September 30, 2012

Citrus-Avocado Salsa

Avocado anything is bliss.
Fresh salsa of any kind is bliss.
Citrus in the fall and winter is bliss.

Hence, this is an irresistible combo.

We used "game day" as an excuse to run this recipe in print because this is Alabama, land of living and breathing and eating Roll Tide/War Eagle/anything and everything football.

But in my "counter culture," we ate our fresh and fruity salsa amongst three people, miles from a game,  with no thought of turning on a television. That's the icing to my true food bliss.

September 12, 2012

Ratatouille: A last summer veggie hoorah

According to Slate, the movie had it wrong. Ratatouille is not fancy French fare but rather a stew that originated with peasants who were trying to get a less-work meal out of as many late summer veggies as possible.
And indeed it was quite doable and, better yet, delivered delish summer freshness in a warm hint-of-fall package, all the more glorious when shared with crusty bread on a late summer evening filled with crisply cool air. Even my friend on a quirky diet for health reasons could fully enjoy it in all its strictly vegetableness. And we topped it with some chicken and Parmesan for a little added flair and protein,
So what was the ratatouille inspiration? None other than result number four of a Google search for "eggplant zucchini tomato" (my local food booty for the week). 

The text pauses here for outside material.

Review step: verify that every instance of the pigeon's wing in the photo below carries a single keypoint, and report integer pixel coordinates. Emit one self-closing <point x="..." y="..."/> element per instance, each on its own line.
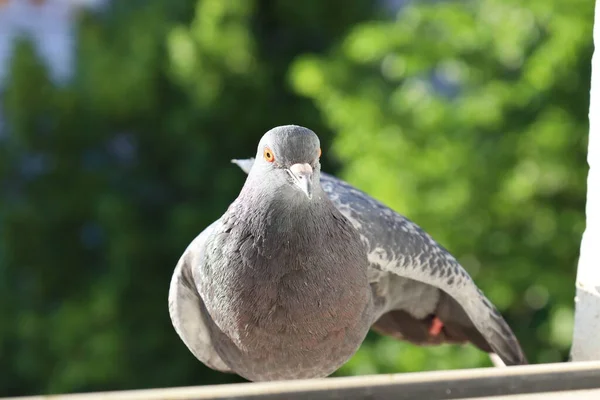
<point x="187" y="310"/>
<point x="415" y="280"/>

Slate also noted that the key to the dish is that all the veggies have to cook for different amounts of time, so I made sure to study up on some recipes and their order.

Bonus: Buy Ratatouille ingredients, plus grab pizza dough (love me some Publix bakery!) and mozzarella (and goat if you like) cheese, and you can have this pizza. I topped the dough with (in this order) olive oil, chopped garlic, sliced fresh mozzarella, a sprinkling of crumbled goat cheese, tomato and zucchini slices, a drizzle of olive oil and dried basil.

September 8, 2012

A new (old) kind of farm life

So lately summertime busyness happened. Cakes happened, cookies happened, party planning happened, trying new foods happened. Blogging did not happen. But now I am back, with the caveat that face-to-face relationship time can always gets prioritized above my self-imposed weekly blogging schedule (thanks to thinking on the role of technology inspired by this talk).

As of late I have been hearing about farms and how they ain't around the state of Alabama like they used to be. Farmers' kids grew up and moved to the suburbs. Farming got more commercialized, and the the lifestyle and profession became less popular and less profitable. So said Nick Pihakis, founder of the Jim 'N Nick's empire (below on right), when I walked around a farm with him. And so said Andrew Grace in Eating Alabama, his new documentary about the year he and his wife exclusively ate food farmed in our fair state.
Photos taken for 280 Living. 
Nick doesn't dream small. He has a vision for family farm that can be sustained by selling produce to restaurants like his, and where the family who lives on that farm eats off the land. He's testing out this idea on a plot in Mt Laurel in the Birmingham suburbs, as pictured. With this model, he has hopes to rebuild the agricultural structure of the South. Learning all this on a farm tour with the equivalent of a movie star in the Southern food world (and sharing the story with the community around the farm) made every drop of sweat on that day so worth it.
As for Andrew, he get major points for lengths to which he traveled to keep his eat local goal, but he didn't end things as optimistic as he began. Times have changed. The farm system is really messed up.  We can't live in a seemingly more idyllic time when we ate off our land. His conclusion, or at least the version of it that stuck with me, is that we can do little things to reclaim that ideal though. 
Andrew maintained much of his new local eating lifestyle: keeping up gardens in his front and back yards, buying farm shares, hanging out with farmers. It's the image he captures of a long table of farmers and friends outside at sunset passing dinner dishes, presumably made from locally grown foods a glossy magazine image that we can in fact practice on a smaller scale with friends and food and the land around us, whatever it might look like.
Photo from
Evidence I am prideful: I got pretty excited when in Eating Alabama (trailer below) Andrew visits the Mt Laurel farm I wrote about. Only when he filmed it, it was just a teaching farm and Nick's experimental working farm had not been started, so in some ways I felt like I wrote an addendum to the film.